The pattern is clear: where passive flows are strongest, fighting them is most expensive. In smaller markets, the concentration signal carries less information and the strategy resembles a generic quality screen. That's not alpha generation, it's noise.

This joins our ETF crowding analysis in a clear conclusion. Both measures of ETF positioning fail as reliable investment signals. If you want exposure to equal-weight benefits, buy an equal-weight index fund. Don't try to reverse-engineer the signal from ETF holdings data.


Data: Ceta Research (FMP financial data warehouse). ETF holdings from etf_holder table (current snapshot, not historical). Price data from stock_eod (adjusted closes). Next-day close execution. Local currency benchmarks per exchange. 16 exchanges, 20 annual periods (Norway: 12), July rebalance.
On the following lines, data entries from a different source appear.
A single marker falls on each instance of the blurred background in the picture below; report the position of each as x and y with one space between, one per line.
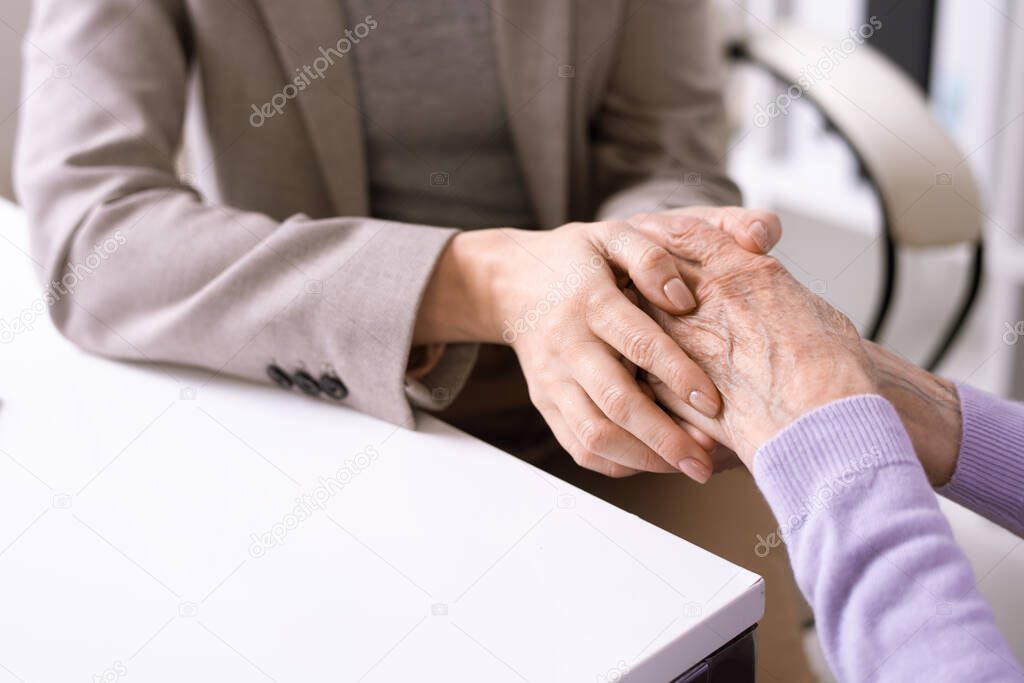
967 56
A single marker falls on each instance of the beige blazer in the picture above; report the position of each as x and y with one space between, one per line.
265 257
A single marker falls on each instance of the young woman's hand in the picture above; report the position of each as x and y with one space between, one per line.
556 297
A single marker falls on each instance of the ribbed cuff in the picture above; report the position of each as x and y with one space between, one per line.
828 449
989 474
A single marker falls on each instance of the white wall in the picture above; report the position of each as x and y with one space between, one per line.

SAO and ASX excluded for data quality. Past performance does not guarantee future results. This is educational content, not investment advice.


References

  • Wurgler, J. (2011). "On the Economic Consequences of Index-Linked Investing." NBER Working Paper No. 16376.
  • Plyakha, Y., Uppal, R. & Vilkov, G. (2021). "Equal or Value Weighting? Implications for Asset Pricing Tests." Review of Finance, 25(5), 1477-1530.
  • DeMiguel, V., Garlappi, L. & Uppal, R. (2009). "Optimal Versus Naive Diversification: How Inefficient is the 1/N Portfolio Strategy?" Review of Financial Studies, 22(5), 1915-1953.
  • Cremers, M. & Petajisto, A. (2009). "How Active Is Your Fund Manager? A New Measure That Predicts Performance." Review of Financial Studies, 22(9), 3329-3365.